A dog is on the plane. In the distance a rabbit leaps out of a hole, unaware of the dog’s presence. The unlucky rabbit is spotted and the dog bolts after it, catches the prey, and kills it. This is instinct, known due to millions of years of evolution of both hunting and communicating hunting techniques to offspring.
A boy and a dog are in the park. The boy throws a ball and the dog retrieves it. This is play; a practice made useful for and by the instinct to catch fleeing prey. Once the dog learns to associate an inanimate object (ball, stick, dad’s shoe) with prey and, hence, learns by association (I.e. a transference of meaning) could we not say this is a form of communicating with the boy, it’s pack, a desire to hunt, feed, and survive?

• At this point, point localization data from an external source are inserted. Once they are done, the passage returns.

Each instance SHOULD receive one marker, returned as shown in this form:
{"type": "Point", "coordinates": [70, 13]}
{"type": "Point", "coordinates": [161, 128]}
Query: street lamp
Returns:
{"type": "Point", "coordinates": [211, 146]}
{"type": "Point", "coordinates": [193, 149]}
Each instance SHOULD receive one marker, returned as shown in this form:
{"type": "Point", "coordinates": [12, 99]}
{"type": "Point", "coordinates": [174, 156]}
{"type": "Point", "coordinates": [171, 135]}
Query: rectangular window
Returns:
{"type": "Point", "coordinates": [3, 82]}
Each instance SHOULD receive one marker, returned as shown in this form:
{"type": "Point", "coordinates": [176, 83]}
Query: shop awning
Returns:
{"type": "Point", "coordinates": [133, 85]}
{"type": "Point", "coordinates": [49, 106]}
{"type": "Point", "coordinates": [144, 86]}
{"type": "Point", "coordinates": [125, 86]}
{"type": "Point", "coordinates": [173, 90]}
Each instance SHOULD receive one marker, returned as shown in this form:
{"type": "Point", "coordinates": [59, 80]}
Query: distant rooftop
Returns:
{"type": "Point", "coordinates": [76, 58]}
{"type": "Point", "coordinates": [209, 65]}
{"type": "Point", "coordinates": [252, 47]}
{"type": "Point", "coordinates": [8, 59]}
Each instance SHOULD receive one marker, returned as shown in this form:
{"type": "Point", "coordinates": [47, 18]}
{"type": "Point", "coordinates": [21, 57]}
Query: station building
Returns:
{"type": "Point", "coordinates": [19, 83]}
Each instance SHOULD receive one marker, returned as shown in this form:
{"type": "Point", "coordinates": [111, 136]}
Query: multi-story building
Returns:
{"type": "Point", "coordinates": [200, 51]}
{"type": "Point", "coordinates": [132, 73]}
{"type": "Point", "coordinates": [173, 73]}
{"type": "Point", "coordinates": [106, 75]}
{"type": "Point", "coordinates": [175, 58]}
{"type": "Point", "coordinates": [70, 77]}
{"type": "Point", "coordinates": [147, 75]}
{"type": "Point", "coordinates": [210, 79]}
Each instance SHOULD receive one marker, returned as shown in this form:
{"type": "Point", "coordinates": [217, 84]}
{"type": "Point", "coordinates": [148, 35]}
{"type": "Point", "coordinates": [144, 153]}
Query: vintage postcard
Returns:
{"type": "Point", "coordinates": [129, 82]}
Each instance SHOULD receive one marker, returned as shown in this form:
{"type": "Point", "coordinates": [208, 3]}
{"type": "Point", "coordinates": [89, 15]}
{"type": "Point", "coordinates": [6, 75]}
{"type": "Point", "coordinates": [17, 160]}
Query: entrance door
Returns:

Things get jumbled I’m sure. I mean, though I did reference the internet as the latest example of the evolution of communication (based on its lack of resource consumption, at least locally), you are sitting right next to me on this couch.
Damnit Alisha! What are you trying to communicate with your blog? Or are you playing? Am I playing too? Why can’t we actually talk about this like people with mouths and functioning tongues? Can you smell my feet from where you’re sitting?
hi alisha, thanks for keeping this going. i like the idea of animals as aliens… in our own homes.